Featuring premium, award-winning wines from South Africa, Anthony Budd, managing director of Diverse Flavours, revealed: “You can’t do anything in Japan in one year; it takes two or three years to build trust, relationships and, often, the visitors who taste our wines last year might not be ready then, but this year they are. So I think it’s very important to have continuity and to be regularly seen. It shows that you’re really interested in developing the business.”
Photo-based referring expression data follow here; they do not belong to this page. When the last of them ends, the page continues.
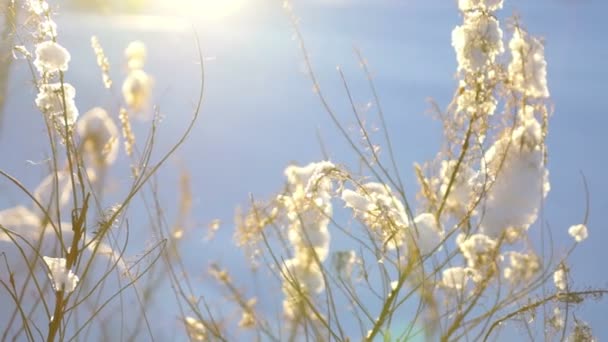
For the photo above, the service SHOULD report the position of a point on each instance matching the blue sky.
(260, 113)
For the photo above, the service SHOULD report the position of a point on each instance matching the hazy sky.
(260, 113)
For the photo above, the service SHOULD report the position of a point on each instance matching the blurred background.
(260, 113)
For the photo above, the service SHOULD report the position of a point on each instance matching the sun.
(212, 10)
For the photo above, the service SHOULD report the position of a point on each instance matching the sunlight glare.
(212, 10)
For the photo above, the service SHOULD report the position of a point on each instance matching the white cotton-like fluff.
(136, 55)
(528, 68)
(487, 5)
(477, 249)
(50, 102)
(578, 232)
(522, 267)
(310, 177)
(99, 136)
(476, 102)
(378, 208)
(427, 233)
(47, 28)
(518, 179)
(25, 226)
(477, 41)
(136, 89)
(63, 279)
(309, 209)
(38, 7)
(560, 279)
(462, 191)
(51, 57)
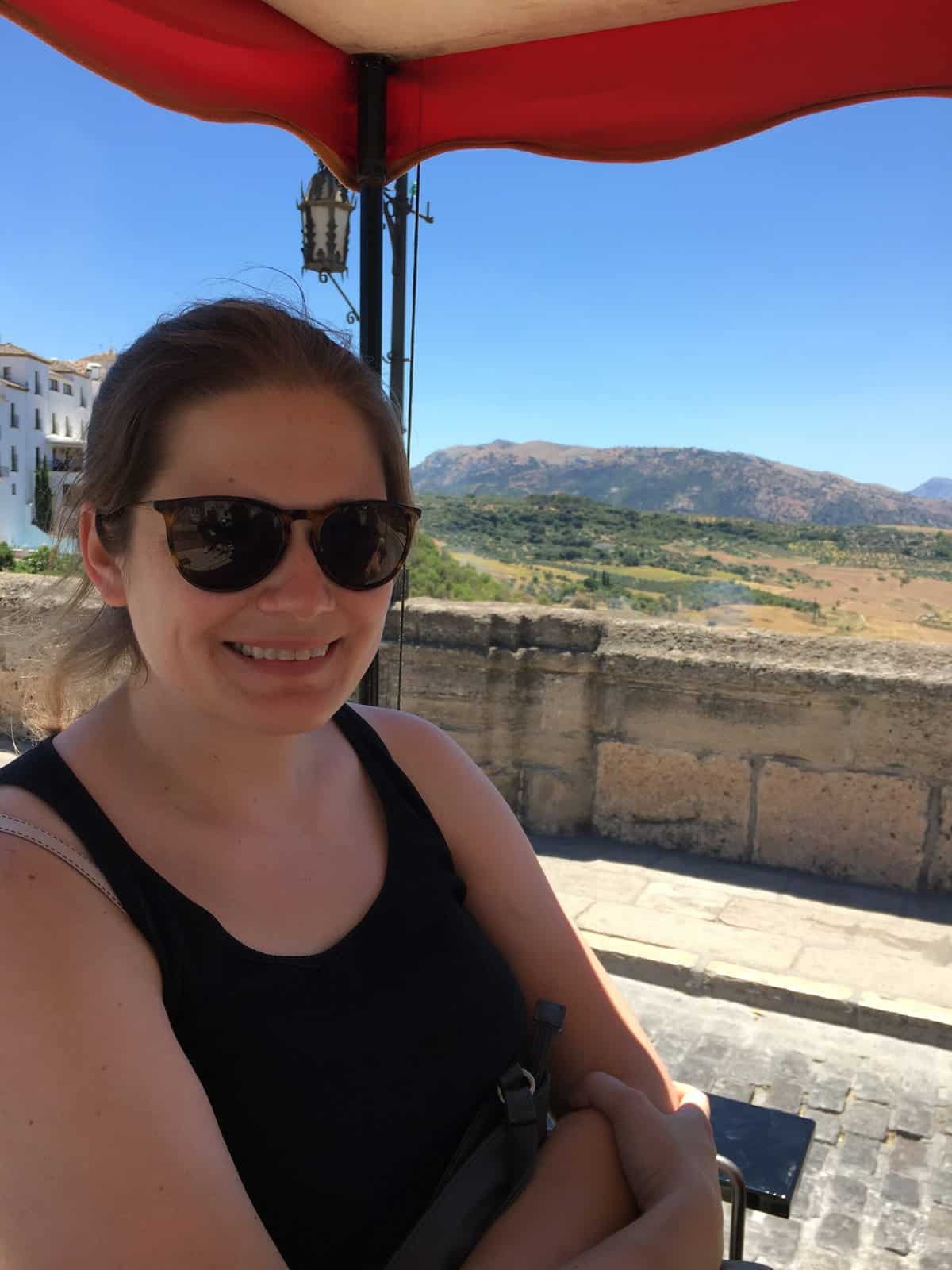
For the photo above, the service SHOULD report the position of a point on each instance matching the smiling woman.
(328, 925)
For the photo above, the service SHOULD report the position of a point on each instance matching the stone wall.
(827, 755)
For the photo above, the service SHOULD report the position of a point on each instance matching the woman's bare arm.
(111, 1153)
(509, 895)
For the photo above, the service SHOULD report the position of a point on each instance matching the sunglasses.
(230, 544)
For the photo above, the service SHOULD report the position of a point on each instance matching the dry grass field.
(869, 602)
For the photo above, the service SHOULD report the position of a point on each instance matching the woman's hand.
(670, 1161)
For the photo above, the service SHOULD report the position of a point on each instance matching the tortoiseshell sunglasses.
(230, 544)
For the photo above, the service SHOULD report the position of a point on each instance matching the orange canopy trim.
(635, 93)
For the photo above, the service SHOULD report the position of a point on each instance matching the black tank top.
(340, 1081)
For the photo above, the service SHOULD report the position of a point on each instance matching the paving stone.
(895, 1229)
(871, 1086)
(901, 1191)
(778, 1242)
(939, 1229)
(936, 1261)
(909, 1156)
(860, 1153)
(942, 1187)
(786, 1096)
(809, 1199)
(816, 1159)
(711, 1049)
(867, 1119)
(828, 1127)
(839, 1232)
(913, 1119)
(753, 1066)
(820, 1259)
(790, 1067)
(863, 1200)
(731, 1089)
(847, 1195)
(829, 1094)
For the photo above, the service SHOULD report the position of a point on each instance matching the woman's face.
(291, 448)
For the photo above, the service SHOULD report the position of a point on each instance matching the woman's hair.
(202, 352)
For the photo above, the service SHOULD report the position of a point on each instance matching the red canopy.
(611, 82)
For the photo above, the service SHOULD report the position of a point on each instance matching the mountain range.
(939, 487)
(691, 480)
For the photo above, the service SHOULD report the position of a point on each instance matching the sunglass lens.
(225, 545)
(363, 544)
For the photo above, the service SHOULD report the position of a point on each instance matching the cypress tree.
(44, 499)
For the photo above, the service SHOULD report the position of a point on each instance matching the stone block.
(843, 825)
(555, 802)
(738, 719)
(596, 879)
(672, 799)
(708, 939)
(889, 730)
(941, 867)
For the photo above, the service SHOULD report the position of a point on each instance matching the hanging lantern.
(325, 221)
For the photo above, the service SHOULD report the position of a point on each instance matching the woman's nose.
(298, 583)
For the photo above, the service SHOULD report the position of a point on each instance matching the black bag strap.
(493, 1164)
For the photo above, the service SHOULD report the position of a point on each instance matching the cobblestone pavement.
(876, 1193)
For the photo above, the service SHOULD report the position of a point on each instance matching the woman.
(333, 921)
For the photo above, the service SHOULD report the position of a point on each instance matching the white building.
(44, 413)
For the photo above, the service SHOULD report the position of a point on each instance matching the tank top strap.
(395, 787)
(44, 772)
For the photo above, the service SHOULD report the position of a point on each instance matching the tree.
(44, 499)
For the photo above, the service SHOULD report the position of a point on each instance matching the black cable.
(409, 425)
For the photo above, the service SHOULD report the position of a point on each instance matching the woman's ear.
(102, 568)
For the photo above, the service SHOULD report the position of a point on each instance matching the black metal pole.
(397, 321)
(372, 173)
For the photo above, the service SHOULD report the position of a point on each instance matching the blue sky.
(789, 295)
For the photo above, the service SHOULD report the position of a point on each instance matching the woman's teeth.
(281, 654)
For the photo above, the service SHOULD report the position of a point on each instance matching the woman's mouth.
(262, 652)
(283, 662)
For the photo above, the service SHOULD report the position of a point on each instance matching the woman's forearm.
(676, 1233)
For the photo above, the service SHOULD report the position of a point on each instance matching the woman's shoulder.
(406, 736)
(438, 766)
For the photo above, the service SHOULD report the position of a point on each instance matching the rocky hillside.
(702, 482)
(939, 487)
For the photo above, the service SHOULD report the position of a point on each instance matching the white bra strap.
(33, 833)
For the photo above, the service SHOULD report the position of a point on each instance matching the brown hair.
(203, 351)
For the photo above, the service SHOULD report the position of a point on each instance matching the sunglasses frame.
(168, 507)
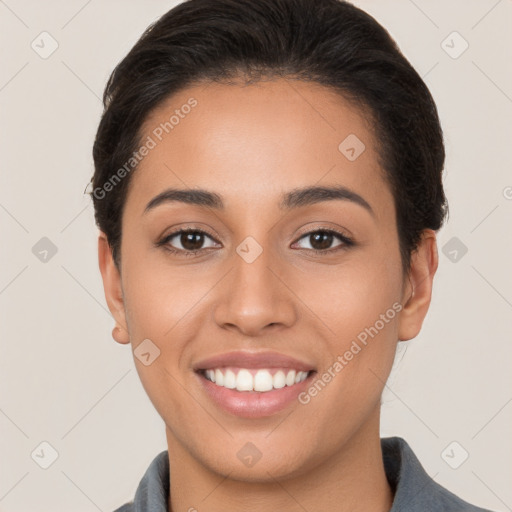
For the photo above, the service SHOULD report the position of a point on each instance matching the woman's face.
(256, 284)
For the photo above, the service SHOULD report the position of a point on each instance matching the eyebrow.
(296, 198)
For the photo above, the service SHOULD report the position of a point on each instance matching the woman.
(268, 189)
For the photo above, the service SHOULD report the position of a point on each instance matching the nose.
(255, 297)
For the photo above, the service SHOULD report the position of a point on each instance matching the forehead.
(257, 140)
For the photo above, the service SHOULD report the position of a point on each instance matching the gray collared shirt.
(414, 490)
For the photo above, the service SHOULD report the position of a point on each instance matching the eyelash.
(347, 242)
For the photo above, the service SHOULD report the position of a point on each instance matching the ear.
(418, 288)
(113, 289)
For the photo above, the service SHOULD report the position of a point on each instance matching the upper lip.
(253, 360)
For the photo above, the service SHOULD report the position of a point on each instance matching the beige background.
(65, 381)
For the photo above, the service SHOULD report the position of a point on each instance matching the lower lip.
(253, 404)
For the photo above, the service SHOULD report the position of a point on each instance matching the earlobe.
(418, 293)
(113, 289)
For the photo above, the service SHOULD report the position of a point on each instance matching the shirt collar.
(410, 483)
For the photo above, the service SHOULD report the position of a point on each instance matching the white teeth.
(290, 378)
(244, 381)
(262, 381)
(230, 380)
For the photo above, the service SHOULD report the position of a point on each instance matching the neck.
(352, 479)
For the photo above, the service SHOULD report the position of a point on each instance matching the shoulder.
(153, 491)
(415, 490)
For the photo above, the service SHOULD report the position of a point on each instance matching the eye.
(320, 241)
(191, 241)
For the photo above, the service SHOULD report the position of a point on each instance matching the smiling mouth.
(260, 380)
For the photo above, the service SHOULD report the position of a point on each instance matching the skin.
(250, 144)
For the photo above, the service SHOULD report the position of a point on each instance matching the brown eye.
(187, 241)
(321, 241)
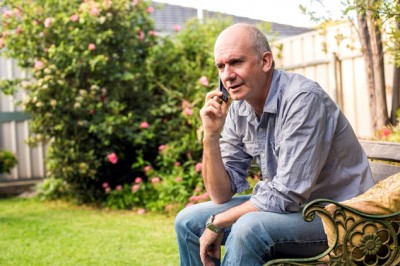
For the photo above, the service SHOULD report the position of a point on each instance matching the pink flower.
(74, 17)
(92, 46)
(188, 111)
(38, 65)
(177, 27)
(17, 12)
(204, 81)
(140, 35)
(162, 147)
(112, 158)
(7, 14)
(47, 22)
(386, 132)
(135, 188)
(198, 167)
(144, 125)
(185, 104)
(155, 180)
(94, 11)
(193, 198)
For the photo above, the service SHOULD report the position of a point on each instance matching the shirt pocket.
(251, 148)
(274, 147)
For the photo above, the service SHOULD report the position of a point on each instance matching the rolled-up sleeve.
(234, 155)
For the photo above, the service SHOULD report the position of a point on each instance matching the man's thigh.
(287, 235)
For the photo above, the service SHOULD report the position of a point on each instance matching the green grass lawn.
(57, 233)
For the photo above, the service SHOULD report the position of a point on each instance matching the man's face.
(239, 68)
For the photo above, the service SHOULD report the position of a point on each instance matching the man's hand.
(213, 113)
(210, 247)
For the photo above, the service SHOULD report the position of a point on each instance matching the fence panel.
(14, 131)
(334, 60)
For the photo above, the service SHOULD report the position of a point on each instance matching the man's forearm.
(216, 179)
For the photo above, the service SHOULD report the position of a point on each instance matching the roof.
(167, 17)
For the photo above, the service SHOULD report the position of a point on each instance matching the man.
(303, 144)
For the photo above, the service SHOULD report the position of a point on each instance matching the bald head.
(248, 34)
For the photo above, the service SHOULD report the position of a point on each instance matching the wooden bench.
(380, 244)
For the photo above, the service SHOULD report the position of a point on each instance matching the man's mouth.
(235, 87)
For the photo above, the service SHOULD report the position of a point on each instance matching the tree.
(370, 17)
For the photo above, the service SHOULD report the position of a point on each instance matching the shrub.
(86, 94)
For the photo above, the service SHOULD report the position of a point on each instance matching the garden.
(117, 105)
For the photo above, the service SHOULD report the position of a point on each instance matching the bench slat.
(388, 151)
(380, 170)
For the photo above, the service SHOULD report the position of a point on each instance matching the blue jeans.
(254, 239)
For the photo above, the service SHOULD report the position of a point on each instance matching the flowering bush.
(180, 71)
(86, 95)
(118, 105)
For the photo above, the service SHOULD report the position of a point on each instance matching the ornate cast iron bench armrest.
(357, 238)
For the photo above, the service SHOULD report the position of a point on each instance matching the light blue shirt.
(303, 144)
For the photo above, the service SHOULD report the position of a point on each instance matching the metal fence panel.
(14, 131)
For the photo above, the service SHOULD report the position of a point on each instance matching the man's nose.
(228, 74)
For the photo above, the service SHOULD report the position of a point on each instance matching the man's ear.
(268, 61)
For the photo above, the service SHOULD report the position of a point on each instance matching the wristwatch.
(213, 227)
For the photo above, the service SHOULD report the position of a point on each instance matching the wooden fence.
(333, 59)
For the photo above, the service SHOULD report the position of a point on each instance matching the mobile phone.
(221, 87)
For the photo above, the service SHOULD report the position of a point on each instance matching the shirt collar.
(271, 104)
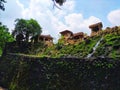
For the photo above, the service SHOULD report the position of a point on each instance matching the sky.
(74, 15)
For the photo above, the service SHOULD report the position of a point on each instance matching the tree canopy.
(28, 28)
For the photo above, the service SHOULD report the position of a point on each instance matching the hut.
(66, 34)
(95, 28)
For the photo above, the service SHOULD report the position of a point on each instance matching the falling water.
(94, 48)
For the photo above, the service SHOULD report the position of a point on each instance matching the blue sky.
(75, 15)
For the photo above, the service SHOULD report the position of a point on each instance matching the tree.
(4, 36)
(2, 4)
(28, 28)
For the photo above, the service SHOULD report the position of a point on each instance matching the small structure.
(47, 39)
(71, 38)
(79, 35)
(95, 28)
(67, 34)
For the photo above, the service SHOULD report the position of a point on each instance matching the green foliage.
(2, 4)
(4, 37)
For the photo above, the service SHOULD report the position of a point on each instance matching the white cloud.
(114, 17)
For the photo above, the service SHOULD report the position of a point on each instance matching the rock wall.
(31, 73)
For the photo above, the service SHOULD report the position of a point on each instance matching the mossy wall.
(28, 73)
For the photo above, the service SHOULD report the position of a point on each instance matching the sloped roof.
(46, 37)
(95, 25)
(78, 34)
(66, 31)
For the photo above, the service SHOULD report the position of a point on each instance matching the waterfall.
(94, 48)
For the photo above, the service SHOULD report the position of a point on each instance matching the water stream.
(94, 48)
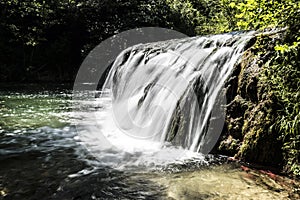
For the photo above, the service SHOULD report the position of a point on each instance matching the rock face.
(250, 113)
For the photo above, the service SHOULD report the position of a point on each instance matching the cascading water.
(163, 95)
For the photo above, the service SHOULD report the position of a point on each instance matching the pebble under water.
(41, 157)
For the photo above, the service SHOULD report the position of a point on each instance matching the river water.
(43, 157)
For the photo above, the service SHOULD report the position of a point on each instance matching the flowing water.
(127, 143)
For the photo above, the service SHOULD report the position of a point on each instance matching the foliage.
(47, 40)
(281, 75)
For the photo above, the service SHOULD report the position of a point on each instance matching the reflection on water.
(42, 158)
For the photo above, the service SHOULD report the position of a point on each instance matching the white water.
(147, 85)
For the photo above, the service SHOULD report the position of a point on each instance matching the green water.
(40, 158)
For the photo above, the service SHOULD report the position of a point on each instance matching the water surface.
(42, 157)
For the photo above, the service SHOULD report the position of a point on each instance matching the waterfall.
(169, 93)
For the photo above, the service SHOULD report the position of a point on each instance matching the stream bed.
(42, 157)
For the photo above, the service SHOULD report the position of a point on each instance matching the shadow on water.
(43, 162)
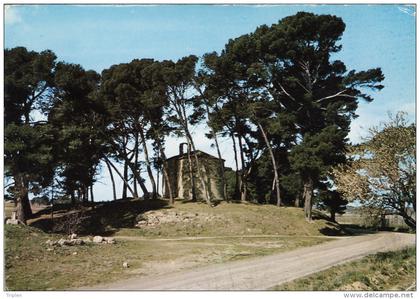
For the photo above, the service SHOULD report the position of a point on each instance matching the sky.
(98, 36)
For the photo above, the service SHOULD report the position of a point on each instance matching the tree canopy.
(275, 94)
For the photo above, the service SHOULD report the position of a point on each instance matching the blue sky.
(99, 36)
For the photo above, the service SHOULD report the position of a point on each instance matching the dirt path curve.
(262, 273)
(135, 238)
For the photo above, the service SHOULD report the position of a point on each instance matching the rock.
(97, 239)
(109, 240)
(76, 242)
(62, 242)
(87, 240)
(355, 286)
(12, 221)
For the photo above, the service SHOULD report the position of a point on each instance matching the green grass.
(29, 266)
(239, 219)
(239, 231)
(387, 271)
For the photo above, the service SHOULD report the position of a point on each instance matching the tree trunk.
(298, 200)
(165, 174)
(73, 198)
(237, 178)
(114, 192)
(222, 166)
(243, 185)
(273, 162)
(125, 180)
(332, 212)
(136, 160)
(148, 167)
(139, 180)
(119, 174)
(307, 194)
(91, 194)
(23, 206)
(191, 173)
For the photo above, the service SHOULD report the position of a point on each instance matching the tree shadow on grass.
(103, 218)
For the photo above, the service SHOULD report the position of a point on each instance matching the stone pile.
(73, 240)
(154, 218)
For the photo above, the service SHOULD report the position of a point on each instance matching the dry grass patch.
(386, 271)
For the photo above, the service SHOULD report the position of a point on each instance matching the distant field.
(238, 231)
(388, 271)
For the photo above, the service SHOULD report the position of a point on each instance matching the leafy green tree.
(179, 79)
(75, 118)
(333, 202)
(28, 80)
(382, 173)
(125, 89)
(298, 74)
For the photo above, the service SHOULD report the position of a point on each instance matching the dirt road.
(265, 272)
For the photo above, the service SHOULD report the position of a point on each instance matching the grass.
(387, 271)
(29, 266)
(239, 219)
(239, 231)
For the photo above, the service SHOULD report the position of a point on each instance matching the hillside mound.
(198, 219)
(157, 218)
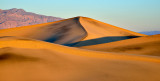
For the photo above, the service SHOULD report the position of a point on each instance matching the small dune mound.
(98, 29)
(34, 60)
(60, 32)
(148, 45)
(68, 31)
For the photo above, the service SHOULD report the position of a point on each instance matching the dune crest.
(147, 45)
(68, 31)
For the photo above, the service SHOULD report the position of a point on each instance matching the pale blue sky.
(135, 15)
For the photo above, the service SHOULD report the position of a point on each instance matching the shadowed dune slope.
(97, 29)
(61, 32)
(24, 59)
(101, 40)
(68, 31)
(148, 45)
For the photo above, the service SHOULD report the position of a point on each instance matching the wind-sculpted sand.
(37, 53)
(147, 45)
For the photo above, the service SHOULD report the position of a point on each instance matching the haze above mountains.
(78, 49)
(19, 17)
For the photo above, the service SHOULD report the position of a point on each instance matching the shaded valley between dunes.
(78, 49)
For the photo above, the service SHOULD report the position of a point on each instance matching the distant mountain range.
(150, 32)
(18, 17)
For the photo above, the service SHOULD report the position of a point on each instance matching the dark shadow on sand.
(99, 41)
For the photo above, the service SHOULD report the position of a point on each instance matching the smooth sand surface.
(29, 53)
(147, 45)
(68, 31)
(60, 32)
(98, 29)
(23, 59)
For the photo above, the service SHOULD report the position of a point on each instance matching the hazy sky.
(135, 15)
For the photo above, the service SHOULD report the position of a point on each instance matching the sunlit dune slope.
(61, 32)
(98, 29)
(68, 31)
(24, 59)
(148, 45)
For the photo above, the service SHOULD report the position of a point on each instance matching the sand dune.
(97, 29)
(68, 31)
(61, 32)
(24, 59)
(148, 45)
(29, 53)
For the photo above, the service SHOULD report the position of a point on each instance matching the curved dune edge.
(87, 28)
(35, 44)
(61, 32)
(98, 29)
(21, 64)
(147, 45)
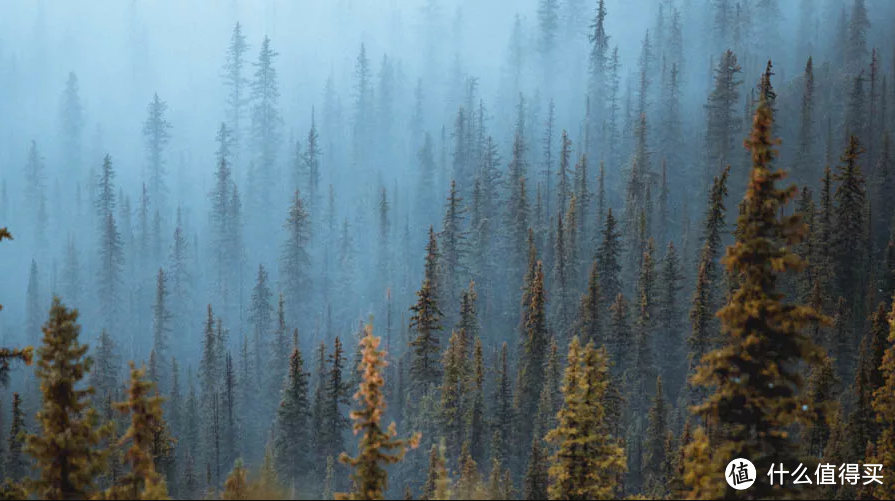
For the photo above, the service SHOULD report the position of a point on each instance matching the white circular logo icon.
(740, 474)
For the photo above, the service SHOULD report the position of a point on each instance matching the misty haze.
(572, 249)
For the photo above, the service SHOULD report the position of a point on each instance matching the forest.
(446, 249)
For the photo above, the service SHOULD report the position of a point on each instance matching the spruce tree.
(453, 389)
(588, 460)
(295, 261)
(805, 158)
(265, 127)
(668, 313)
(476, 426)
(16, 465)
(535, 347)
(589, 311)
(757, 398)
(426, 322)
(884, 406)
(143, 481)
(334, 422)
(66, 451)
(849, 227)
(607, 258)
(618, 335)
(370, 480)
(261, 318)
(237, 83)
(722, 124)
(655, 461)
(161, 318)
(536, 481)
(504, 414)
(292, 435)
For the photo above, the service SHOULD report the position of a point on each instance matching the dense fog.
(215, 183)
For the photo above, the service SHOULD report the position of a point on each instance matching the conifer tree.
(858, 25)
(110, 251)
(535, 347)
(15, 464)
(33, 306)
(292, 436)
(858, 426)
(35, 193)
(668, 312)
(884, 406)
(588, 460)
(535, 484)
(468, 481)
(822, 389)
(849, 226)
(504, 414)
(589, 317)
(295, 260)
(66, 452)
(277, 366)
(156, 135)
(722, 125)
(142, 481)
(453, 389)
(336, 396)
(261, 318)
(161, 318)
(618, 334)
(475, 415)
(426, 322)
(236, 82)
(805, 158)
(757, 398)
(374, 451)
(266, 122)
(453, 251)
(607, 258)
(318, 409)
(655, 461)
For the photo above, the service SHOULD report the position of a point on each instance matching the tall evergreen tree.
(143, 481)
(722, 124)
(535, 346)
(15, 464)
(884, 406)
(236, 82)
(266, 122)
(292, 437)
(66, 451)
(850, 227)
(588, 460)
(370, 479)
(161, 318)
(426, 322)
(755, 404)
(295, 260)
(156, 135)
(607, 258)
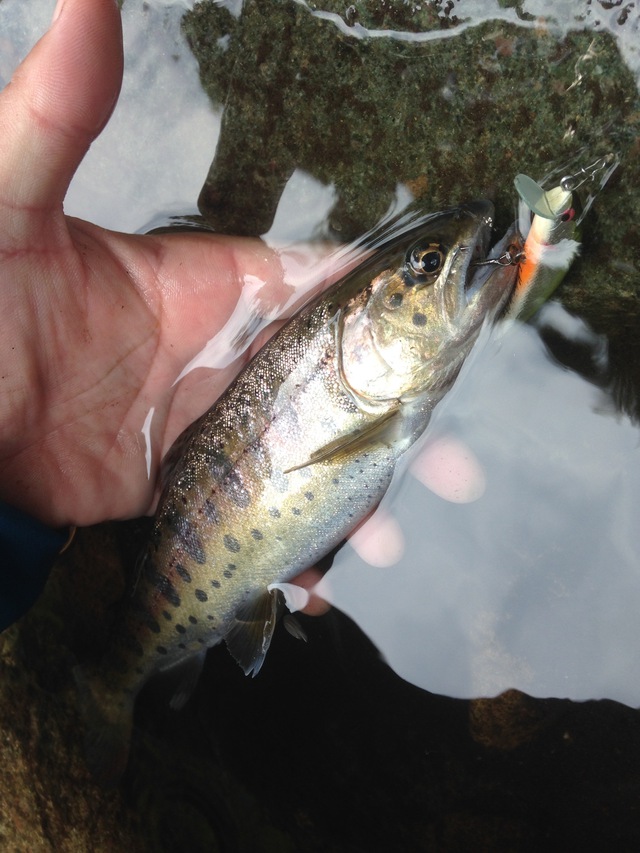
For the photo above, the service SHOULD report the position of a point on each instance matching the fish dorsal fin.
(249, 635)
(352, 442)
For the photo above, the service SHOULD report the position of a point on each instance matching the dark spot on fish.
(184, 574)
(217, 462)
(132, 644)
(190, 540)
(211, 511)
(235, 490)
(231, 543)
(146, 617)
(164, 586)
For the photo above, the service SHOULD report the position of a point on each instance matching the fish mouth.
(491, 270)
(477, 250)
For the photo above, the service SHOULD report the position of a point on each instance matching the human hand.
(95, 325)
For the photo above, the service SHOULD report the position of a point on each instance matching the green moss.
(452, 118)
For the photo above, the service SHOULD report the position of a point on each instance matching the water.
(534, 585)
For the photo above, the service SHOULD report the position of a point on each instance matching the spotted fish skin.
(298, 450)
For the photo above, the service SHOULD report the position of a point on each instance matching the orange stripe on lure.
(550, 244)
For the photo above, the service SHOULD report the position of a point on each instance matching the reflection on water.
(533, 585)
(536, 584)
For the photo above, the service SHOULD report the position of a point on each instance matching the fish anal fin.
(249, 635)
(352, 442)
(187, 674)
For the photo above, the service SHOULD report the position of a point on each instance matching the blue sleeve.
(28, 549)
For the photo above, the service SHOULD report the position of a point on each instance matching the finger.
(58, 101)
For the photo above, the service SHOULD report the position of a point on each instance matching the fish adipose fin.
(249, 635)
(353, 442)
(108, 724)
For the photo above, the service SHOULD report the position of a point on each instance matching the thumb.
(58, 101)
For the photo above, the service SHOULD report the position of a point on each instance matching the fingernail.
(57, 10)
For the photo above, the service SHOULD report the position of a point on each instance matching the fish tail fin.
(108, 722)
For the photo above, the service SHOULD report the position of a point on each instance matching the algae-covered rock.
(48, 802)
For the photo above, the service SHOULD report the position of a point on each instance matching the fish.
(297, 451)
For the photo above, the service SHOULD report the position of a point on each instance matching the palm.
(111, 321)
(95, 325)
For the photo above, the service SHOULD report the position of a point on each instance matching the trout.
(297, 451)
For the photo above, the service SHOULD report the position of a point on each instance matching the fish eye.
(426, 261)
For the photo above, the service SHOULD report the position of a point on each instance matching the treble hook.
(570, 183)
(512, 257)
To Share interesting anecdotes behind many of the wines that the company represents, this year, Diverse Flavours invited Johnathan Grieve, owner and proprietor of and organic wine label, Avondale, to join the distributor at its booth. Presenting a portfolio of exclusive, hand-made vintages, which are certified organic and farmed biodynamically, the wine producer revealed that one of its wines, Anima had recently been listed on the first-class menu of Japan’s national airline, All Nippon Airways.
The company also produces a label that pays tribute to its ecological farming methods. Called Jonty’s Ducks, the label takes its name after the owner and the vineyard’s unique pest-control measure which involves about 100 month-old ducks. Quipped Grieve: “One of the good examples of how we control pests naturally, without using chemicals, is by raising 100 ducks till they are about a month old, and then letting them graze in our vineyards where they take care of our snail problem in the spring.”
While the premium wine company has already appointed an importer in Japan and is available elsewhere in the region, such as Hong Kong and Indonesia, he maintained: “I definitely think there’s a demand for our wines (here), both in terms of its exclusivity and its organic qualities.”